También Claude Bernard, desde su experiencia como padre de la fisiología moderna, y sin necesidad de recurrir, como Bergson o Driesch, a entelequia o fuerza vital alguna, reconoce que el orden que opera en los seres vivos es de un cuño particular. Es un orden emergido, dirigido, controlado, pero en ningún caso por algo externo. Es un orden interno, le viene al ser vivo desde dentro. Los procesos físico-químicos que acontecen en él no son fortuitos, están plenamente dirigidos.

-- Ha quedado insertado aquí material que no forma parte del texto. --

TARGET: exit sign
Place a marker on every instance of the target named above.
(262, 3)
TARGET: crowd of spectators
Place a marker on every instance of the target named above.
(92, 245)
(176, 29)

¿Hasta dónde podemos retrotraer esta polarización de la biología? Aunque el estudio de lo vivo es complicado porque es extraordinariamente compleja la diversa fenomenología que se agrupa bajo el epígrafe de vivo, lo cierto es que ha existido, exactamente como lo manifiesta Jacob, una tradición no resuelta de pensamiento integrista-evolucionista y pensamiento tomista-reduccionista. La resolución de esa polarización constituye, como ya he comentado, la génesis de una teoría sobre lo vivo y de una biología teórica que admite en su seno reflexiones en torno a la filosofía natural de los seres vivos. Las acepciones que en la tercera parte de esta obra desarrollaré para poder perfilar estas dos concepciones de la biología las denominaré sintética y analítica, respectivamente. No hay una equivalencia completa entre mi noción de biología sintética y biología integrista-evolucionista, por un lado, y biología analítica y biología reduccionista, por otro. El motivo radica, fundamentalmente, en que el reduccionismo admite varias acepciones, bien desarrolladas en la filosofía de la ciencia, particularmente en la de la biología, y a la que Jacob se adscribe y que bien pudiera representar una mezcla de dos de ellas: una extrema representada por el reduccionismo ontológico, y otra de menor trascendencia o reduccionismo metodológico. El reduccionismo ontológico es equivalente a la acepción que sustenta Jacob de que las moléculas biológicas, particularmente el dna como programa informacional, conllevan todos los requisitos para poder entender todas las manifestaciones de lo vivo, incluidas las manifestaciones emergentes. El reduccionismo metodológico es el propio de las ciencias experimentales de la ciencia en general podría decirse. En efecto, para poder estudiar cualquier fenómeno complejo hay que concentrarse en el estudio de sus partes componentes.